Greetings infidels, a fantastic read today by Steven Hayward in the WSJ on the comparisons between Obama and Reagan on the differences of how they got their respective economic plans through Congress in their first 200 days.
This quote is quite telling:
One of the main themes that emerges from the IAP [Initial Actions Project] report is that Reagan and his team didn’t assume that a landslide victory meant they had a mandate to do whatever they wanted. To the contrary, the report’s authors, Richard Wirthlin and David Gergen, wrote: “The election was not a bestowal of political power, but a stewardship opportunity for us to reconsider and restructure the political agenda for the next two decades. The public has sanctioned the search for a new public philosophy to govern America.”
Establishing a new governing philosophy, in other words, would require sustained public argument — something for which Reagan had an abiding instinct. Even in private sessions with Democrats, Reagan relished vigorous arguments about the welfare state. This was much to the annoyance of then House Speaker Tip O’Neill, who just wanted to cut deals.
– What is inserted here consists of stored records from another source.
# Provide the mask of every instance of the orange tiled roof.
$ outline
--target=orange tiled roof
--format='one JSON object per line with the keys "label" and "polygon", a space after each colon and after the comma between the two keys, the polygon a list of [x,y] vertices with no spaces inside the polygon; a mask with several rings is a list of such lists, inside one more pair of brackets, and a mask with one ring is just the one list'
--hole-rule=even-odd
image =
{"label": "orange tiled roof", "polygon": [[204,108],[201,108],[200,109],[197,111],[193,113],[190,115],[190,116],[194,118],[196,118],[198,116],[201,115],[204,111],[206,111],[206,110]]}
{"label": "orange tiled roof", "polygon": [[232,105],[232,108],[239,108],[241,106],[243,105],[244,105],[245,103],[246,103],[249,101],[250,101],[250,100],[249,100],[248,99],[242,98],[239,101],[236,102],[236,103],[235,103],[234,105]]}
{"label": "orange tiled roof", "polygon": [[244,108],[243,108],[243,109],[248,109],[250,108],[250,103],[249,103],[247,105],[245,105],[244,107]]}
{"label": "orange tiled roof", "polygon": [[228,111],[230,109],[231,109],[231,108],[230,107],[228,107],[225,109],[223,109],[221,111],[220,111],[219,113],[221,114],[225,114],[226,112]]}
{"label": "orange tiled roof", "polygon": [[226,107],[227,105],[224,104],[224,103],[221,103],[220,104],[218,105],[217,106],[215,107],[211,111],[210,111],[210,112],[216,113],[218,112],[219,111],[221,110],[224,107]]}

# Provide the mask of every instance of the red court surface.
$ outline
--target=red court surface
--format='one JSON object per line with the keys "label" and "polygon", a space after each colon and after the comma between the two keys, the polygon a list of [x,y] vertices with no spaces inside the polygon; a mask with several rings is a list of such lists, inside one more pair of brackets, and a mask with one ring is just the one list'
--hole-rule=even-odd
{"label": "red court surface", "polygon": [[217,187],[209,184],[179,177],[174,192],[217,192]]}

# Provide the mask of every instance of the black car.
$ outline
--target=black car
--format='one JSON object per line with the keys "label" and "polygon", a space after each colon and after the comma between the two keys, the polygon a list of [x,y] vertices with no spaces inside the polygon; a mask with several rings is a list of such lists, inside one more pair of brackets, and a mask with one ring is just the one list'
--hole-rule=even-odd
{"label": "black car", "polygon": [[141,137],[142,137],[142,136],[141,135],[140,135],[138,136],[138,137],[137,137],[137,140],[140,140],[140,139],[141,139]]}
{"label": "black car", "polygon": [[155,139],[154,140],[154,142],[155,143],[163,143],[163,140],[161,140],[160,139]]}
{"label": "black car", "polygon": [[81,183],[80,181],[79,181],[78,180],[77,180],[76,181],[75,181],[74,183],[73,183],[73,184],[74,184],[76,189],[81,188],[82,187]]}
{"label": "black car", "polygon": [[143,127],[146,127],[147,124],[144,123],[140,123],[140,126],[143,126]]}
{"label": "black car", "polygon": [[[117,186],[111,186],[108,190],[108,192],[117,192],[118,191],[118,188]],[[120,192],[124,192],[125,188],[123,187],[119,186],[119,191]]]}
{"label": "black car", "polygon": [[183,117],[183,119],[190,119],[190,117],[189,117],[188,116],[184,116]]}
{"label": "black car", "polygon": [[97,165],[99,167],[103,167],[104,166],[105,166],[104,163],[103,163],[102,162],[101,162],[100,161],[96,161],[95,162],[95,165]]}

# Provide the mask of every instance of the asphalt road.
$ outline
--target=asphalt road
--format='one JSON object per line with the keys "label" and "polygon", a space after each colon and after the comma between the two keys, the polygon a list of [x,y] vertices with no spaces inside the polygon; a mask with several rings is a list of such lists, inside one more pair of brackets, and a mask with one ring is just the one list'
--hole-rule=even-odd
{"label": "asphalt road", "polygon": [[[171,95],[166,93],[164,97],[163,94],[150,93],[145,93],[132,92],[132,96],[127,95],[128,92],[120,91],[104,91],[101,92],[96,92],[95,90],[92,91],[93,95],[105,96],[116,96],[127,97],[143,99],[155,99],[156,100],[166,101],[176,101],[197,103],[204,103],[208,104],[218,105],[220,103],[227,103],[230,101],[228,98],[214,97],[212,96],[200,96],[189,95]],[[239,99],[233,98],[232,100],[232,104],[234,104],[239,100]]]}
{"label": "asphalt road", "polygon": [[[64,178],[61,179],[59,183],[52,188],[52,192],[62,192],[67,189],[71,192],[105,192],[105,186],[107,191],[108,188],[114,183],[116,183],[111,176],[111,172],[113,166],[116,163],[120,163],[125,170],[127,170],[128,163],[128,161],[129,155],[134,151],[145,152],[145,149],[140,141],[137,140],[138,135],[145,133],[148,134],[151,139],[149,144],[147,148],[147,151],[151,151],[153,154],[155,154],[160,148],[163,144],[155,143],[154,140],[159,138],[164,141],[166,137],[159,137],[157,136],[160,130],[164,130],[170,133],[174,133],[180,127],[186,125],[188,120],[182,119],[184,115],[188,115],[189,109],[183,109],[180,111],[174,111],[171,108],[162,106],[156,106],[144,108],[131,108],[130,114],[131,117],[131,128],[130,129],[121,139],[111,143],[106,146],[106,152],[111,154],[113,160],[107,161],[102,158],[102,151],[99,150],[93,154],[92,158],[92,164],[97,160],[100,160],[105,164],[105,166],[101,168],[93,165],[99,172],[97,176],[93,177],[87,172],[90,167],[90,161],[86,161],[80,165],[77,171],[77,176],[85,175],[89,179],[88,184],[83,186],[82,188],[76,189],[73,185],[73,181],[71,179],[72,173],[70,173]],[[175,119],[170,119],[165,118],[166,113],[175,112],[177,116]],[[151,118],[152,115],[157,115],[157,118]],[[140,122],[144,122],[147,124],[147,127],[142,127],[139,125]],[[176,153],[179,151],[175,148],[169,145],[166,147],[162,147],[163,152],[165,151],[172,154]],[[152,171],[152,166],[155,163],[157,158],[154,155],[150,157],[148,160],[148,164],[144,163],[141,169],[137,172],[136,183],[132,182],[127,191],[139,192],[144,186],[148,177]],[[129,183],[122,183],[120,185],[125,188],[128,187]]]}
Reagan never attempted to stifle debate by saying “I won.” The IAP [Initial Actions Project] noted that President Jimmy Carter “failed to realize that leadership means more than ‘laying it all out;’ it also means keeping at it.” Like Mr. Carter, Mr. Obama seems peeved that Washington won’t roll over for him.
The IAP report understood that the American people “are yet to be convinced that Mr. Reagan’s policies will work.” Relying on his skills as “the great communicator,” the IAP recommended that the president focus on “the outlining of broad strategic policy outlines, and not on narrow programs” and that his explanations be “simple, straightforward and understandable.”
Translation for Mr. Obama: Don’t go on TV to talk about the stimulative effects of “weatherization.” Even Jon Stewart thought that was lame.